Which gives a fairly substantial boost to Cure IV, a near 20% increase in amount cured at its cap.

Then look into the post-hard cap scaling. Personally, I'd aim for about +10% cured per +100 RawStat. That would put their respective scalings at:
Cure 1: 33
Cure 2: 9
Cure 3: 5
Cure 4: 2
Cure 5: 1.4


Then the total amount cured at 480 RawStat for each of them would be:
Cure 1: -10 + 60/2 + 40/4 + 360/33 = 40
Cure 2: 20 + 120/2 + 60/4 + 300/9 = 128
Cure 3: 70 + 180/2 + 120/4 + 180/5 = 226
Cure 4: 165 + 240/(4/3) + 240/2 + 0/2 = 465
Cure 5: 330 + 320/(4/3) + 120/1 + 40/1.4 = 718

Which, if you add 50% cure potency, would give:
Cure 1: 60
Cure 2: 192
Cure 3: 339
Cure 4: 697
Cure 5: 1077

Between the caps and the scaling, cures 1-4 gain the equivalent of somewhere around 15%-20% cure potency, putting Cure IV at roughly the equivalent of unbuffed lvl 75 Cure V's, and Cure III at a bit below lvl 75 Cure IV's. In other words, a functionally useful amount cured (over 1000 cured with Cure IV+III) without going overboard into whm's territory.
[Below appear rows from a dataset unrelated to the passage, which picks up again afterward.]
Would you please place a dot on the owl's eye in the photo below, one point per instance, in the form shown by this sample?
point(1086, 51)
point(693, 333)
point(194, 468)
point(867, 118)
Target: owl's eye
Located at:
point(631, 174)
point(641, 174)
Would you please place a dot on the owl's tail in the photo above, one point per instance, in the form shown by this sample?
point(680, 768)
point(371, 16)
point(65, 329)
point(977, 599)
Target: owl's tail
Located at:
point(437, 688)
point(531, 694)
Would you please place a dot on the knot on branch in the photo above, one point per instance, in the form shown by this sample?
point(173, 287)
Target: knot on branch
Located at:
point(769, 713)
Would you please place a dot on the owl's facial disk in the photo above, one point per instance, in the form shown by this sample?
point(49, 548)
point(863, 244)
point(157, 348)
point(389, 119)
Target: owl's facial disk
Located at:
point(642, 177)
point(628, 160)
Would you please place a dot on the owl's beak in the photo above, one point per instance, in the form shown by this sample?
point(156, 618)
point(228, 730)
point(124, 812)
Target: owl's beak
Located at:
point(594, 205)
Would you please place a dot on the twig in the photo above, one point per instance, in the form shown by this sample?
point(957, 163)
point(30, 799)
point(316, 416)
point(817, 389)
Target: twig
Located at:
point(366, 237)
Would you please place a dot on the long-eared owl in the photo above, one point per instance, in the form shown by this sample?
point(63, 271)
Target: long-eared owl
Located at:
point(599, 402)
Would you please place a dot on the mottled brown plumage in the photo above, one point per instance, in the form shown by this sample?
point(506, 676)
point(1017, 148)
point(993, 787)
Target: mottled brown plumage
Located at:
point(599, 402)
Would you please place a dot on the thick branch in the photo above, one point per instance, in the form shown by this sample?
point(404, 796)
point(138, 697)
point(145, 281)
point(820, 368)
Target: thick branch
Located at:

It's enough to be sufficient for lightly to moderately difficult fights, but still keeps whm as who you want for very difficult fights (shift down the scale depending on quality of mage, tank and/or DD, of course).


That would be my initial suggestion for adjusting healing abilities with an eye towards rdm and sch (with sch getting the extra edge of light weather). After that they can add extra things such as sch's enhanced regens, etc.